L’artiste associé nous parle d’abord de son regard sur le monde et sur le théâtre. C’est seulement après ce dialogue que nous commençons à réfléchir à la programmation, à la meilleure manière de répercuter ses observations sur le choix et l’organisation des spectacles. Ce temps de dialogue est précieux, car il nous aide à réinventer le Festival chaque année en lui donnant une coloration particulière. Il permet aussi de maintenir notre travail au cœur de la préoccupation de la création artistique.

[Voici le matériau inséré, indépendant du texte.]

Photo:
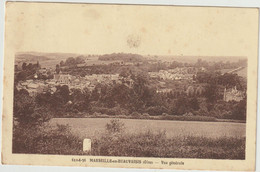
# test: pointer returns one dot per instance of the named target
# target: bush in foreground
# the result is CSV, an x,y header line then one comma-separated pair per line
x,y
150,144
116,142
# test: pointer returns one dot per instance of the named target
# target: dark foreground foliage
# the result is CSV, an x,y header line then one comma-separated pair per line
x,y
116,142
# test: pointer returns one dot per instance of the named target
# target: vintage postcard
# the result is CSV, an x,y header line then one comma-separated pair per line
x,y
131,86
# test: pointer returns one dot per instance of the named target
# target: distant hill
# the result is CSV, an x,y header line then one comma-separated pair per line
x,y
193,59
122,56
48,60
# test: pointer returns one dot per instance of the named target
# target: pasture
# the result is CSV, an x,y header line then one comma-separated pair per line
x,y
94,127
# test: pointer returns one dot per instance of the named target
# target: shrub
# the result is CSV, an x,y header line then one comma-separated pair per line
x,y
46,140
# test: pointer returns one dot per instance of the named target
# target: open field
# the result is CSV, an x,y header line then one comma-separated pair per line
x,y
93,127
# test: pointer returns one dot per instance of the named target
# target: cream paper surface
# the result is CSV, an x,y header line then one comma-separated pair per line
x,y
160,30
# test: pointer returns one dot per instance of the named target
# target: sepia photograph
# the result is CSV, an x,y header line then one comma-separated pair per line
x,y
134,86
124,104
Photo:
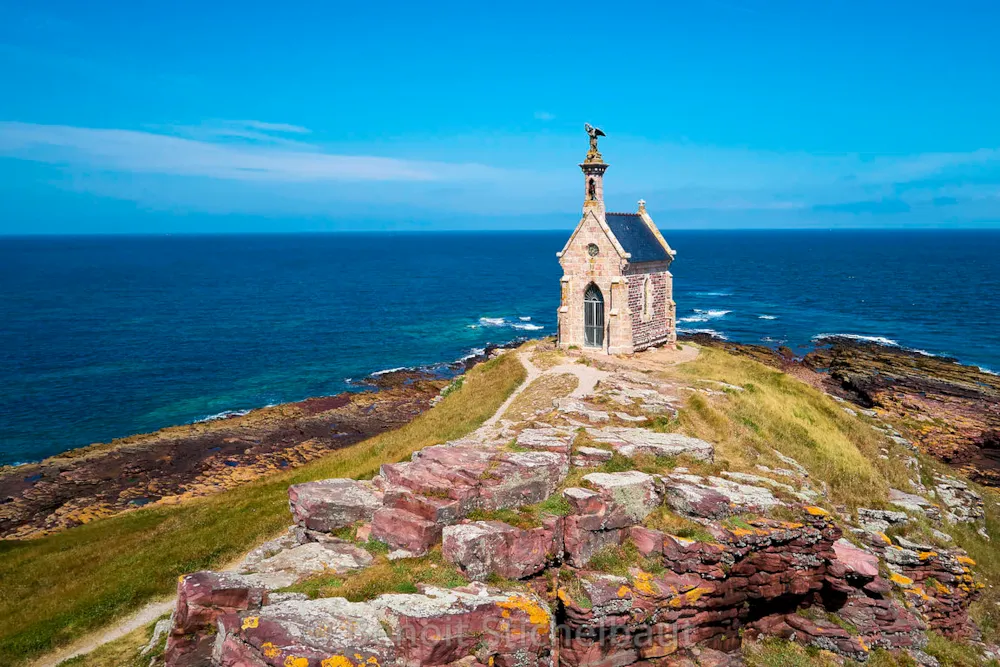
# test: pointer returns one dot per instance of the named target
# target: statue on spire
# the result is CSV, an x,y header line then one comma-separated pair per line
x,y
593,155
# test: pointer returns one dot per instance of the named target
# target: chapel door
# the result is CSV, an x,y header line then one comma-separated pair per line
x,y
593,317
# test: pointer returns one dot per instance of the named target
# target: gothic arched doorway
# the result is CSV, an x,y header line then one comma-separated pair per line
x,y
593,317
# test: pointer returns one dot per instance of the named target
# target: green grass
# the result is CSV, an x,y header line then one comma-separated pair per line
x,y
986,611
58,588
776,410
525,517
773,652
126,651
954,654
385,576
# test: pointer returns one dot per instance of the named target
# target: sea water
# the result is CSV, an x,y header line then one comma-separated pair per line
x,y
102,337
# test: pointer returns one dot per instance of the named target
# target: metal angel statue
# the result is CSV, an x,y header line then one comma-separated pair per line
x,y
594,132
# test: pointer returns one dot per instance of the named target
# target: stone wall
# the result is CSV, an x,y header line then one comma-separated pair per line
x,y
658,328
604,270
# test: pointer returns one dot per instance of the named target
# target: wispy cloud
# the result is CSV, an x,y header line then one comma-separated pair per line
x,y
151,152
270,127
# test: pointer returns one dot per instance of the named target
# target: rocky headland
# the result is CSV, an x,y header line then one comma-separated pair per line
x,y
597,531
951,411
178,463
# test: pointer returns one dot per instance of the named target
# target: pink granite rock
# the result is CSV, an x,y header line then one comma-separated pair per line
x,y
856,562
202,598
332,503
441,627
405,530
632,494
481,548
306,633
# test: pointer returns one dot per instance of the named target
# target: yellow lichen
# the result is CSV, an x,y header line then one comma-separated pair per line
x,y
900,579
644,583
941,588
537,615
695,593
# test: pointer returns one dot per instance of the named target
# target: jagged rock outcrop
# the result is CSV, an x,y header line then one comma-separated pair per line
x,y
584,578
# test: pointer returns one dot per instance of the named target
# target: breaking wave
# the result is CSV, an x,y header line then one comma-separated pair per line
x,y
523,323
710,332
704,315
881,340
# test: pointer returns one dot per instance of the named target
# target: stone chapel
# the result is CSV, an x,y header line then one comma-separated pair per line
x,y
617,289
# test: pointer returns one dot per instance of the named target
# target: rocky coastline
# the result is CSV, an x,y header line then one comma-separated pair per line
x,y
179,463
949,410
586,535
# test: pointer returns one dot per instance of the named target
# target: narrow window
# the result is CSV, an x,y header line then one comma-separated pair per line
x,y
647,299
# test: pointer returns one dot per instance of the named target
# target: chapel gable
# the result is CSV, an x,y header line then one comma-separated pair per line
x,y
616,288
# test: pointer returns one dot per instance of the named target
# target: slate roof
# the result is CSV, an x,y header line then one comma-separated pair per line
x,y
636,238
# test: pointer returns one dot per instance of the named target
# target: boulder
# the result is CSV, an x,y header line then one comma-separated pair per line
x,y
856,562
440,627
202,599
878,521
332,503
961,503
522,478
585,457
546,439
914,503
481,548
576,407
634,441
404,530
714,497
306,633
632,493
304,560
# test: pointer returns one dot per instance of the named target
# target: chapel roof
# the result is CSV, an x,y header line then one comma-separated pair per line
x,y
636,238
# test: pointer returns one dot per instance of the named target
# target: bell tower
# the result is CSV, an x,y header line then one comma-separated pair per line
x,y
593,168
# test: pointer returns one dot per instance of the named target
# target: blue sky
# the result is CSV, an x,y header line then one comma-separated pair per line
x,y
250,116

Après avoir fait quelques incursions du côté de l’Asie et de l’Afrique, les programmations du Festival semblent se focaliser sur l’Europe depuis 2000...

Je crois que l’espace naturel du Festival d’Avignon est l’espace européen. Nous voulons que ce festival soit représentatif d’une certaine vision de la culture de l’Europe, une culture faite d’une grande pluralité linguistique et artistique. Notre ambition est de proposer aux spectateurs la possibilité de se confronter en l’espace de quelques jours à cette diversité qui est consubstantielle à l’identité européenne.

Mais c’est important que le Festival soit aussi ouvert sur le monde, qu’il soit un lieu de rencontres et d’échanges. Cette tradition date de l’époque de Jean Vilar, qui avait invité en Avignon le Living Theatre [4], malgré les réticences de ceux qui le finançaient. La présence en 2007 de deux artistes remarquables qui venaient des deux Congo (le chorégraphe Faustin Linyekula et le comédien Dieudonné Niangouna) s’inscrit dans ce cosmopolitisme solidement ancré dans l’histoire du Festival.

Entretien réalisé par Tirthankar Chanda

Pour aller plus loin

- www.festival-avignon.com (site officiel)
- www.avignon-off.org (site du festival " off ")


[1] En marge de la programmation officielle se déroule au même moment dans la ville un festival dit " off ", proposant une multitude de spectacles.

[2] Au XIVe siècle, menacés par des troubles dans l’Italie d’alors, les papes se réfugièrent temporairement en Avignon sous la protection du roi de France.

[3] 1907-1988.

[4] Troupe de théâtre expérimental fondée aux États-Unis à la fin des années 40 par le peintre et poète Julian Beck et l’actrice Judith Malina.